Closed AndyTheFactory closed 9 months ago
Comment by codelucas Wed Feb 4 11:42:03 2015
@monday0rsunday good catch!
I just ran:
>>> from newspaper import Article
>>> url = 'http://dantri.com.vn/xa-hoi/tphcm-thu-hoi-nha-cua-ong-tran-van-truyen-1002764.htm'
>>> a = Article(url, language='vi')
>>> a.download()
>>> a.parse()
>>> print a.text
Về lý do thu hồi, theo UBND TP, việc giải ...
>>> a.nlp()
>>> a.keywords
[u'nh', u'c', u'b', u'cn', u'truyn', u'bn', u'ca', u'trn', u'l', u'vn', u'cho', u's', u'hi', u'tp', u'v', u'tphcm']

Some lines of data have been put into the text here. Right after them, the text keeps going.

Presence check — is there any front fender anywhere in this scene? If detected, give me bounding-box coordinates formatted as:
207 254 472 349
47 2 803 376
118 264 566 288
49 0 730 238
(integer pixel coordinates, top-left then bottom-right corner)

So it appears that the nlp(..)
code is killing all the proper markup in the vietnamese and turning it into ascii.
Comment by codelucas Wed Feb 4 11:46:12 2015
OK, after a bit more digging the exact line where the stripping happens is here: https://github.com/codelucas/newspaper/blob/master/newspaper/nlp.py#L95
Comment by codelucas Wed Feb 4 11:57:56 2015
After commenting out that line of code your problems are fixed, but I'm going to have to look into how it affects other examples because that line may be important to the NLP algorithm.
Comment by Brandl Tue Mar 24 14:05:13 2015
This problem also appears to happen in german text with umlaut:
print(artikel.keywords)
[..., u'erzhlen', ...']
The actual word is most likely "erzählen"...
Issue by monday0rsunday Fri Dec 5 07:09:24 2014 Originally opened as https://github.com/codelucas/newspaper/issues/93
I try to use newspaper for vietnam's news, everything seem good but keyword extraction. For example, with http://dantri.com.vn/xa-hoi/tphcm-thu-hoi-nha-cua-ong-tran-van-truyen-1002764.htm , extracted keywords are: "s, nh, bn, v, vn, truyn, c, cho, tp, b, cn, trn, hi, tphcm, ca, l", but "s", "nh", "bn", "v", "vn", "truyn", etc. are meaningless words. I think that HTML entity is the root of the problem, for example, vietnamese word 'truyền' --> html string 'truyền' --> the correct keyword is 'truyền', but the software extract 'truyn'.